The issue: When I switch to an API level 21 device (Android 5.1-, I suspect that I would have the same issue with Android 6.0), the program instantly crashes when loading libmynativelibrary.so
.
Since libcrypto.so
is a dependency of libmynativelibrary.so
, the program attempts to load it. It actually works fine on API level 24+, but crashes on API level 23-. It's because the loaded library is not the one in my .apk
, but the one in the system. And such libraries seem to not be available below API level 24.
My question: How do I explicitly tell Android to look for the library in the .apk
file first instead of the regular system libraries directories?
Thanks in advance.
Upvotes: 2
Views: 1447
Reputation: 57203
Before Nogut, the system libraries were not protected from user apps. The name collisions are problematic, they caused Google to invent a separate namespace for the C++ shared runtime library, which is part of Android NDK.

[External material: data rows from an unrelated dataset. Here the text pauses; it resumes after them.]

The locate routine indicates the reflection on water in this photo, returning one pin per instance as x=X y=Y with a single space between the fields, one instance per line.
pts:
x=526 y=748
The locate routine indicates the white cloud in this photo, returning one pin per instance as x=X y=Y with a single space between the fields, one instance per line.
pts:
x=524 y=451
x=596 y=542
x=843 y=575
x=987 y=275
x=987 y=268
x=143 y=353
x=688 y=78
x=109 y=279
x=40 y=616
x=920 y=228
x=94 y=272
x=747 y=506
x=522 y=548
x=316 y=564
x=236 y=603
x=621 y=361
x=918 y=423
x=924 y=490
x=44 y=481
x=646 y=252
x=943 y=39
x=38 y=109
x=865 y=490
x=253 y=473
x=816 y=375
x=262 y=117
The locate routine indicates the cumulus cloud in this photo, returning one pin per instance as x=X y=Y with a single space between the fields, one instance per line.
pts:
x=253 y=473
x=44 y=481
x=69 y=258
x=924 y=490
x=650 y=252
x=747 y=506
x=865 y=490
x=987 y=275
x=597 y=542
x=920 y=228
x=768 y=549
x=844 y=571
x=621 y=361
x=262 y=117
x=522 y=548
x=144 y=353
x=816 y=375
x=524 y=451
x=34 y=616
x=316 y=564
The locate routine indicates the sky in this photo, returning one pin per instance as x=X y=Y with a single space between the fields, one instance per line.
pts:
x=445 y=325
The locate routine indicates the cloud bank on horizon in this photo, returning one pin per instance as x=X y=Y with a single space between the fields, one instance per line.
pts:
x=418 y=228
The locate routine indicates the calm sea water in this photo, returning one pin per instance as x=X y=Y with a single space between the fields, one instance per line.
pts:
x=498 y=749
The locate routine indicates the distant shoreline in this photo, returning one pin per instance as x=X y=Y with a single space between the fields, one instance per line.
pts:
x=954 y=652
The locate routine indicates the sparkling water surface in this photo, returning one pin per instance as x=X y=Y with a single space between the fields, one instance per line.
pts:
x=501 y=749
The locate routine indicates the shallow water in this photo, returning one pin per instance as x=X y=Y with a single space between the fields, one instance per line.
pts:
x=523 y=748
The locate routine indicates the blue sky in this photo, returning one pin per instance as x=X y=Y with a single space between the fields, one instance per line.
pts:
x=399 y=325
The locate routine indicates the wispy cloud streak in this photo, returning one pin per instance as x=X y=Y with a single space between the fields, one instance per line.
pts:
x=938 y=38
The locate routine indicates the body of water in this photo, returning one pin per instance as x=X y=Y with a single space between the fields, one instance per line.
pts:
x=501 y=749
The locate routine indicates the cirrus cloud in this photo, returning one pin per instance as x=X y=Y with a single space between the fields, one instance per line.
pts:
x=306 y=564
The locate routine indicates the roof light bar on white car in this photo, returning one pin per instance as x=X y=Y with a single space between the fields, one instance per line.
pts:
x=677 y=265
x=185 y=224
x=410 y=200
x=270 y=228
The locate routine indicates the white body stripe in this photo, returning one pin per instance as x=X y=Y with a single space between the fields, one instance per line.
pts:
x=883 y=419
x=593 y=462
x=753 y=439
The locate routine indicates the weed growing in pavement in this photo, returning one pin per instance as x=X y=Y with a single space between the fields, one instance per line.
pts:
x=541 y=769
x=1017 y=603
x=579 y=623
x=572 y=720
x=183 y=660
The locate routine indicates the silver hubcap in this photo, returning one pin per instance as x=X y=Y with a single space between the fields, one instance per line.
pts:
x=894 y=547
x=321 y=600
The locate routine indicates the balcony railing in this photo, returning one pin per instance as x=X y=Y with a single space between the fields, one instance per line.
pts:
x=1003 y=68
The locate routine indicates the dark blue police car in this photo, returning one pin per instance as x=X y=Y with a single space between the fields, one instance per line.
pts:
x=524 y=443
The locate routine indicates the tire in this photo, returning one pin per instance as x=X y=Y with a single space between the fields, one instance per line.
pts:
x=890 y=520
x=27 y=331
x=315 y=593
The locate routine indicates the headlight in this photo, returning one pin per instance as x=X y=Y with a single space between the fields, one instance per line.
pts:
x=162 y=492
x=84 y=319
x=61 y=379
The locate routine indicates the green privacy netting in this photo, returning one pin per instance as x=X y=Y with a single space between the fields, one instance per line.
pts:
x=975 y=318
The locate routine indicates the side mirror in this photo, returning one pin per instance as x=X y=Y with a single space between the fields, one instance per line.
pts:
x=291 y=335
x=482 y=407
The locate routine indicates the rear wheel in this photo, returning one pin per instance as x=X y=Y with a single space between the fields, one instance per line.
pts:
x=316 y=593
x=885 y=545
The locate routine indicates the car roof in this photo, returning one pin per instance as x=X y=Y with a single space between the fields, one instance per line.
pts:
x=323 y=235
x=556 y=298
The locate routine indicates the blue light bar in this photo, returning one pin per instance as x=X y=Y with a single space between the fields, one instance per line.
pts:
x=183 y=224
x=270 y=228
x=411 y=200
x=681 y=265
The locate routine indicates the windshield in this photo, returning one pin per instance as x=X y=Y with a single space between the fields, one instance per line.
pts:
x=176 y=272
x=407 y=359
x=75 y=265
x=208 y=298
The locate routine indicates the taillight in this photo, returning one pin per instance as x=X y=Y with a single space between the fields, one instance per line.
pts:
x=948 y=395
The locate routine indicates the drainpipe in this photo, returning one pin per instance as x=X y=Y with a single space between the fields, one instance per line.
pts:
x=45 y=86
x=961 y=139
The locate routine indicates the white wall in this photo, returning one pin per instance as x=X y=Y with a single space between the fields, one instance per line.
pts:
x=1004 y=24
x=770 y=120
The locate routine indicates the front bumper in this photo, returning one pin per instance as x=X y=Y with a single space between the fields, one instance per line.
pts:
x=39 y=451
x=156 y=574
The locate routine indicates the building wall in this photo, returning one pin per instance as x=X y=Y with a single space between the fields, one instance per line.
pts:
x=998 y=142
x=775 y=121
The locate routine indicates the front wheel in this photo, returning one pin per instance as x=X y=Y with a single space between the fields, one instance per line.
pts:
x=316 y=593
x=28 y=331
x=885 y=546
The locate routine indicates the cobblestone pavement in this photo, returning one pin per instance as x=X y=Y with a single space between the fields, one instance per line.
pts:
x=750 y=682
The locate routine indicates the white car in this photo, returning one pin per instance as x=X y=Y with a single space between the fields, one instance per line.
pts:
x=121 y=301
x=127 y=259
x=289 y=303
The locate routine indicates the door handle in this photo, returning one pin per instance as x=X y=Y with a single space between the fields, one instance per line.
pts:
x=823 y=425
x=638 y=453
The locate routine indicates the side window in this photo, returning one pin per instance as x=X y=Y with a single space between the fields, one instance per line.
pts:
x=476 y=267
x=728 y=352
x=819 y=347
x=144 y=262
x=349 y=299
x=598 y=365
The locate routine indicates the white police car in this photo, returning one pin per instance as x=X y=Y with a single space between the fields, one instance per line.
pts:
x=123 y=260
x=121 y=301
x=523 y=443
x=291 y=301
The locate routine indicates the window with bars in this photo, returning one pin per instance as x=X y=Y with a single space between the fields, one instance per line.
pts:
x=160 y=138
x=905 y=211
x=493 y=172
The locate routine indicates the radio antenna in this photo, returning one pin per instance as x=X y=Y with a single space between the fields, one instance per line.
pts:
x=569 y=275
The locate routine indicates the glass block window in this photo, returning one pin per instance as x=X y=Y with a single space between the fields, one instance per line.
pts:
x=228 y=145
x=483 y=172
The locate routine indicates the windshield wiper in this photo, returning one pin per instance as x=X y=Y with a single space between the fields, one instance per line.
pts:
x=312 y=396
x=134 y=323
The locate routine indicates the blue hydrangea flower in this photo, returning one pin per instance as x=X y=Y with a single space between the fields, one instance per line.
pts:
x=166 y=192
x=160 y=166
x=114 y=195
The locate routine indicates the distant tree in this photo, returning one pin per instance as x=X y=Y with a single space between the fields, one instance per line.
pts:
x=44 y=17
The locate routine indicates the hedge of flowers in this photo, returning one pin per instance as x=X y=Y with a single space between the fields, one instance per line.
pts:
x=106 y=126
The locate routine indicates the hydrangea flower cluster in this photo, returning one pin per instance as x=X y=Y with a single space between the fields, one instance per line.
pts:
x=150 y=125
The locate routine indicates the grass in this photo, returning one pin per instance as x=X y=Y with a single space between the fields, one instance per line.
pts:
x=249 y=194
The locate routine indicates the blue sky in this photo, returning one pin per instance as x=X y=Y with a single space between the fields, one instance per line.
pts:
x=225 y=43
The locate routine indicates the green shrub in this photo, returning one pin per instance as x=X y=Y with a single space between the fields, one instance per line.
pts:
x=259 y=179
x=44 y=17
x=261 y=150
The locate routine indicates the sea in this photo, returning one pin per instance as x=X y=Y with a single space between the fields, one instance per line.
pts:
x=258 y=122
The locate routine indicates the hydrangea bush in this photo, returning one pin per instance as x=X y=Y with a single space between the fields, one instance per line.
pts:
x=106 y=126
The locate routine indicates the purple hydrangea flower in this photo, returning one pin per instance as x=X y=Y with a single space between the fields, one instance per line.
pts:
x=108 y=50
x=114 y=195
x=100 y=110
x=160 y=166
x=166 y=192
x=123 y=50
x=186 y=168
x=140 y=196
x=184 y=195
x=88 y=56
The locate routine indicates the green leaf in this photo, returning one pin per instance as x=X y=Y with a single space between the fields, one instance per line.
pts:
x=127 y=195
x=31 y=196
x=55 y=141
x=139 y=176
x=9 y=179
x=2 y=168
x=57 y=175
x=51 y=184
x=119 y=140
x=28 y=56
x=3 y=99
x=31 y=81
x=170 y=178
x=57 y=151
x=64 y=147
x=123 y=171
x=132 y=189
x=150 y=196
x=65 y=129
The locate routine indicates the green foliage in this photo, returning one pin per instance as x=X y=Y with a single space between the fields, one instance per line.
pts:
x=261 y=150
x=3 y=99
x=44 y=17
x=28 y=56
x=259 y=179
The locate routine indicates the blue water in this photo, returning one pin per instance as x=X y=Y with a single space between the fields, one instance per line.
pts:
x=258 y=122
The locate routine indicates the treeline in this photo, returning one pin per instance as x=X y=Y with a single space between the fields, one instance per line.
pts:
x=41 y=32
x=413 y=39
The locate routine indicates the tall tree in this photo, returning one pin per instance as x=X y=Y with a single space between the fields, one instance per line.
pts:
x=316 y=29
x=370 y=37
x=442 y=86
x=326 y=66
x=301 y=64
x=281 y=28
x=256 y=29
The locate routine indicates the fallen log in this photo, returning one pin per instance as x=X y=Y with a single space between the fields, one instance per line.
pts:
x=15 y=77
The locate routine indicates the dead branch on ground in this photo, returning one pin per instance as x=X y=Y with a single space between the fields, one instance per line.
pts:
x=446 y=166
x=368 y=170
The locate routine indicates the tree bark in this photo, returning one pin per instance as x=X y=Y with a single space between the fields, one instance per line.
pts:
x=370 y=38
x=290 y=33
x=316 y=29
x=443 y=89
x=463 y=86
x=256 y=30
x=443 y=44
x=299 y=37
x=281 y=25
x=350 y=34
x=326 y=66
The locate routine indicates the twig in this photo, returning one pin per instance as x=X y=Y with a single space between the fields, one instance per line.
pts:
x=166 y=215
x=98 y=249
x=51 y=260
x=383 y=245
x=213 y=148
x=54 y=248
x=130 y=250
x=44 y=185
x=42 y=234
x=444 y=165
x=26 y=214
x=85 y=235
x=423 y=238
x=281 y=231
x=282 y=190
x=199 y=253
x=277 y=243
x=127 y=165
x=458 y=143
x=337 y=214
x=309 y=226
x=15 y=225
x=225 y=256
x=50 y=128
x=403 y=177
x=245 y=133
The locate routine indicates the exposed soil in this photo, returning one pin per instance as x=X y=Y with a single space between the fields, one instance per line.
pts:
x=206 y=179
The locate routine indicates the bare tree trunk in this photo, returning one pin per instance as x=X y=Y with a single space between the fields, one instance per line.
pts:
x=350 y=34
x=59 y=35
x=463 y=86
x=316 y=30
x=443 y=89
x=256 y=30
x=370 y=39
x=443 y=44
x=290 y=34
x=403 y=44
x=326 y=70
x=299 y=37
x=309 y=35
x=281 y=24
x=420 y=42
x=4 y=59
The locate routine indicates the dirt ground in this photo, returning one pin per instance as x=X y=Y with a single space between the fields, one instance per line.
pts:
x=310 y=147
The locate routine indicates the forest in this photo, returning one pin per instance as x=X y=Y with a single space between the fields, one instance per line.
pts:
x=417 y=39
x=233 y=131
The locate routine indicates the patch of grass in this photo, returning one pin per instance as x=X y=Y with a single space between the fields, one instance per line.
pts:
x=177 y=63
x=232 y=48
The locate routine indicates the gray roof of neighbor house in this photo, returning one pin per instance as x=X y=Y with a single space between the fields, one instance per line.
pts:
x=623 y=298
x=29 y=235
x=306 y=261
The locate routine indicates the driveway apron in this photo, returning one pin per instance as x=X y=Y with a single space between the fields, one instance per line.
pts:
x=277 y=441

The OpenSSL libraries are also widely used beyond your control. They may get loaded into your process even before you have a chance to load your own libssl.
Therefore, the best choice would be to build OpenSSL as static libs, and have libmynativelibrary.so linked to it statically. This way you have a monolithic binary that does not depend on others.
If you cannot follow this course, you should build OpenSSL libraries with mangled names, e.g. libmyssl.so and libmycrypto.so. This may help to avoid the simple name clash with system libraries.
Even better, follow the example of NDK and provide a unique namespace to you SSL API.
Don't expect that loading the libraries explicitly from their unpacked location at ApplicationInfo.nativeLibraryDir will be a robust solution: as I hunted before, the system libraries may happen to get loaded into your address space before.
Note that before Lollipop, you have too manually load all non-system dependencies, and in the proper order.
Also, the new NDK has dropped armeabi , so consider switching to armeabi-v7a.